The Austrian writer Robert Schindel was born on 4 April 1944 in Bad Hall near Linz and registered in the documents with the surname Soël. His parents, Gerti Schindel and René Hajek, Austrian communists of Jewish origin, had been smuggled into Austria from France in the summer of 1943 as "Alsatian foreign labourers" under the code names Susanne Soël and Pierre Lutz in order to set up a resistance group on behalf of the exiled Communist Party in Linz.
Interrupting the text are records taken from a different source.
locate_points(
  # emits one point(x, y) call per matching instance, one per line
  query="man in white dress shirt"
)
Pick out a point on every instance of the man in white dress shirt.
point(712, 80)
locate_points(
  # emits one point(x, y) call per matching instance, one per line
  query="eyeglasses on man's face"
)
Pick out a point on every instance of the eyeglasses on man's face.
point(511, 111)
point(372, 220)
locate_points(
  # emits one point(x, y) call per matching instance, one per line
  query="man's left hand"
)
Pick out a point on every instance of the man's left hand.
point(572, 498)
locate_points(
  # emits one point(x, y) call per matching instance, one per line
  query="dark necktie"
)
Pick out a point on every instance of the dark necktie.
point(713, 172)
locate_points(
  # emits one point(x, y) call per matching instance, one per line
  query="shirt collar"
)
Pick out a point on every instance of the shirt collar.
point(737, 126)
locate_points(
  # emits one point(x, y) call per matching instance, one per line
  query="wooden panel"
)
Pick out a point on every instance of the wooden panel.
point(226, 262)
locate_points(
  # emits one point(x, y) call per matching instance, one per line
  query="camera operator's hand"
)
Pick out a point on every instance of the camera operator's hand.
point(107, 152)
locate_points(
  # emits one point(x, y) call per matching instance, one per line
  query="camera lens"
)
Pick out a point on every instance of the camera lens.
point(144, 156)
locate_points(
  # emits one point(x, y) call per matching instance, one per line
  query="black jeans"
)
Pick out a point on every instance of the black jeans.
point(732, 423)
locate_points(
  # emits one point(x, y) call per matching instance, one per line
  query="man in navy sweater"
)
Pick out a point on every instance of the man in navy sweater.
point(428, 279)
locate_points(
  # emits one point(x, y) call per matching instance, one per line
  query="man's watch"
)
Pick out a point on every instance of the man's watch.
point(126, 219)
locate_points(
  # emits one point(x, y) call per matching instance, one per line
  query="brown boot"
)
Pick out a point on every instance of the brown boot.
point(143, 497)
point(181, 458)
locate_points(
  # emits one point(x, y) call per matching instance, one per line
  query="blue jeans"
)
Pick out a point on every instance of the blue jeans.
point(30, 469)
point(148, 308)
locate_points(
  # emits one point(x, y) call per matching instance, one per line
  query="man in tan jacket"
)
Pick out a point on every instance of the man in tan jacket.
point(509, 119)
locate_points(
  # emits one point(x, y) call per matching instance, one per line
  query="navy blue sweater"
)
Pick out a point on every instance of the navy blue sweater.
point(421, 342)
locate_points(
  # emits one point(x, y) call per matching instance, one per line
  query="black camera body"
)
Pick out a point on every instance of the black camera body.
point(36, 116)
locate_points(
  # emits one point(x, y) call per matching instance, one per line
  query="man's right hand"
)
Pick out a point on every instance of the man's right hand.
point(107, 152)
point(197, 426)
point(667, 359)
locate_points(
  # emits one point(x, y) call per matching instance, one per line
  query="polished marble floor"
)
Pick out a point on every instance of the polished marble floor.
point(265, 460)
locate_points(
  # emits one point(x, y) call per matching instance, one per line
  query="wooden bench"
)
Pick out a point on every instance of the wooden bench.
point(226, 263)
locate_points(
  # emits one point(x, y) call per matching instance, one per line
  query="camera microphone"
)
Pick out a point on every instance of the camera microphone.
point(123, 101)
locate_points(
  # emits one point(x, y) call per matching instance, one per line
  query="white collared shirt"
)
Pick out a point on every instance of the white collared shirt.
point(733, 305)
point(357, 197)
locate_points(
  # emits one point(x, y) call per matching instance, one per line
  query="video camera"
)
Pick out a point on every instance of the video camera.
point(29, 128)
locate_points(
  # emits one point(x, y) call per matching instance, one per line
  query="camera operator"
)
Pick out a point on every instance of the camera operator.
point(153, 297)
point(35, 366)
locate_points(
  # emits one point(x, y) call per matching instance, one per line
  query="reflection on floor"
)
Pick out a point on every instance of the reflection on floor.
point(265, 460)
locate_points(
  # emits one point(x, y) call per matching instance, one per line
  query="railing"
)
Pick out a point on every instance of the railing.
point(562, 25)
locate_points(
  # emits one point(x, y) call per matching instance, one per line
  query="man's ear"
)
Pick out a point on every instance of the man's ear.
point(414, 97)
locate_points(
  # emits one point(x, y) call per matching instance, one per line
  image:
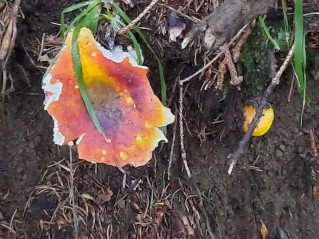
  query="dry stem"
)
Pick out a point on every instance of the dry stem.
point(181, 131)
point(275, 81)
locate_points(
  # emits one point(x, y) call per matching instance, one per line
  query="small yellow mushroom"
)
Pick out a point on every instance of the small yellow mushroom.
point(264, 123)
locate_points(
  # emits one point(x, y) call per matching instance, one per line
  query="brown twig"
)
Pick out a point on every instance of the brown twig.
point(181, 131)
point(214, 59)
point(235, 79)
point(171, 155)
point(275, 81)
point(137, 19)
point(9, 37)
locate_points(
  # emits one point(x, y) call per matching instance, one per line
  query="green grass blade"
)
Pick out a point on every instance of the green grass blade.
point(300, 51)
point(267, 33)
point(284, 11)
point(143, 38)
point(137, 48)
point(71, 9)
point(79, 76)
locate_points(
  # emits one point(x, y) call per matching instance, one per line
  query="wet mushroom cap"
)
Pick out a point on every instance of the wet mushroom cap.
point(123, 100)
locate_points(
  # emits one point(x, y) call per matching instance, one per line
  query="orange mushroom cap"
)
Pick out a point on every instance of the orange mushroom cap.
point(124, 103)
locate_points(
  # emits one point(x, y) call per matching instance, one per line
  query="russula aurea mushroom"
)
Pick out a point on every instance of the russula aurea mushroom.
point(123, 100)
point(265, 120)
After the discovery of the mission in August 1944, the parents were deported to Auschwitz, the father was murdered in Dachau in March 1945, the mother survived Auschwitz and Ravensbrück, returned to Vienna in 1945 and found her son again with communist foster parents. He survived the National Socialist era in the Jewish hospital (Ferdinandstrasse, later Mohapelgasse/Tempelgasse).

Moderation Wolfgang Maderthaner, Historian, Association for the History of the Labour Movement


Robert Schindel
attended primary school from 1950 to 1954, then the Bundesrealgymnasium in Vienna and began an apprenticeship as a bookseller at the Globus publishing house in Vienna in 1959, which he broke off to travel to Paris and work as a dishwasher in Sweden, among other places. In 1967, he completed his secondary school leaving certificate, began studying philosophy and was active in the student movement. Having grown up around the KPÖ and its youth organisations, Schindel was a party member from 1961 to 1967.
Schindel's writing has early roots in lyrical attempts in the late 1950s. In 1992, he published his debut novel „Gebürtig“ with Suhrkamp Verlag - one of the most important novels of post-war literature. In the mid-eighties, Schindel rejoined the Jewish Community.
In 2006, together with Rudolf Scholten, he founded the literature festival Literatur im Nebel in Heidenreichstein. From 2009 to 2012, he headed the Institute for Language Arts at the University of Applied Arts and has been a university lecturer there ever since. He has received numerous prizes for his literary work.